The initial belief that we had was that by looking at the singular values and the associated explained variance of these singular values, a network that is learning to not only memorize would be capable of filtering out more of this gaussian noise after activation functions throughout the network.

What we expected to see for a network that is capable of filtering the noise out (while not being explicitly trained to do so) would be more variance captured by the first component the more epochs we train. Rather what we see in the image below of the explained variance of the first component is that it actually captures less of the variance and there is more noise being noticed during the convolutional layers although this becomes less so for the later layers in the network. The labels for the lines in the charts bellow are labeled by the layer they follow and the $ \sigma $ of the noise added (also noted if it is during a hold-out test set as well).

We see this even more so when examining the second component as well as the rest of the components and their associated explained variance as in the images below. The second components in general continue to capture more and more of the variance, this presumably means our basic convolutional network and the associated feature maps are more susceptible to noise than we would anticipate for a model that we believe would be generalizing. While we see these values somewhat plateau for the rest of the components around where the train and test loss converge (shown in the last image), we also find that this convergence is much more gradual for the later layers which could possibly mean that the model is learning to filter out more of this gaussian noise without being explicitly trained to do (and could have implications related to generalization as well as adversarial defenses). Regardless more rigorious experimentation and evidence is needed to justify these claims.

This last image is interesting in part due not to the magnitudes of the singular values, but rather their rate of change. If we were using a group of images that were not perturbed we would see all but the first singular values be 0 and this singular value would increase with magnitude as the trained weights amplify this signal with no noise. Rather what we see with a group of perturbed images is the first singular value dropping initially and more volatility in general for the initial epochs until it gradually begins to rise around where the train and test loss converge (train and test loss not to scale on SVD plot, superimposed only for clarity). You can take this to possibly mean that there is an almost gradual shift from the network changing from memorizing the input data to more gradually becoming a network that you would describe as generalizable.
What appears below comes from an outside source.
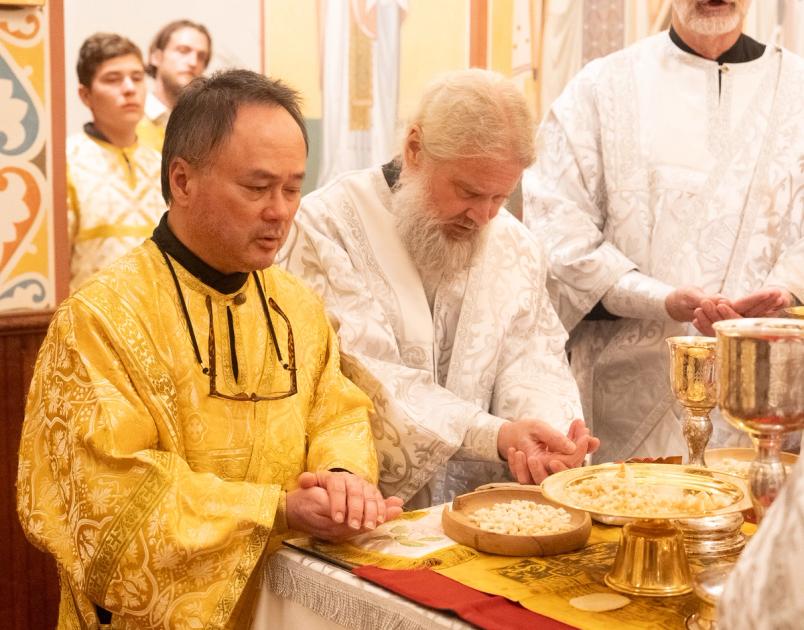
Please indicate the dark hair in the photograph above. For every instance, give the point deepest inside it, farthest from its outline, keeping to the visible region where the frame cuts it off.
(161, 39)
(205, 113)
(101, 47)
Rather than the network being one or the other, there is a spectrum between these two and possibly ways to track this during training and testing.
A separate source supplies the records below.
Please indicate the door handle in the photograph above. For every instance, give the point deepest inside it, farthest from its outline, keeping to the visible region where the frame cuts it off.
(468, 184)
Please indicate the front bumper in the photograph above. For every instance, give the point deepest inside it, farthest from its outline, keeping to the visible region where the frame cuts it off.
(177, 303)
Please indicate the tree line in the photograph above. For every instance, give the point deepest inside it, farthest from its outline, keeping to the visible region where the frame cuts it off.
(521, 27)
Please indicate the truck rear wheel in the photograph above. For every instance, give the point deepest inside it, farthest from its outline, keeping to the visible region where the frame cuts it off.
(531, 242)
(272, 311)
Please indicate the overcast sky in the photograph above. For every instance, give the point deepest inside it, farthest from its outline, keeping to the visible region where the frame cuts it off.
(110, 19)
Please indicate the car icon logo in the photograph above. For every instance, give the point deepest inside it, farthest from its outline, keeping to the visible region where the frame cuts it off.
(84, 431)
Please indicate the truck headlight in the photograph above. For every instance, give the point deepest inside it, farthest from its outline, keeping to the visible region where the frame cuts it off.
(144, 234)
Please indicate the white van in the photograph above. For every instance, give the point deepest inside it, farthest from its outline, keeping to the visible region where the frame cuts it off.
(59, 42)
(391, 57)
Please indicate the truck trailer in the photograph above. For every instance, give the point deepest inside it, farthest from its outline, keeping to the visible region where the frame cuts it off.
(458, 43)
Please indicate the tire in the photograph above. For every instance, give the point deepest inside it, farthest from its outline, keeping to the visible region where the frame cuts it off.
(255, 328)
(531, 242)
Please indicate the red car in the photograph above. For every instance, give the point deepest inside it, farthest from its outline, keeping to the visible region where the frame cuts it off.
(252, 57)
The hope with the experiments thus far is to understand something about generalization and ability of the network to filter out something such as noise without being explicitly trained. Thinking of how many adversarial attacks that once they are known of, they can be more easily trained against but can bypass human with ease (for instance the CW2 Attack), we see a potential research avenue whereby monitoring the internal activations with approaches from traditional linear algebra as perhaps a way to tangentially monitor a network in the same way the single directions from one of the previous papers mentioned. Further research is indeed needed with the intent to show some form of monitoring of a model or a layer with a perturbed input (and adversarial attacks) and how even though the input may be minimally perturbed, we can understand whether the models inner representations are noticeably different than expected for a model that generalizes well.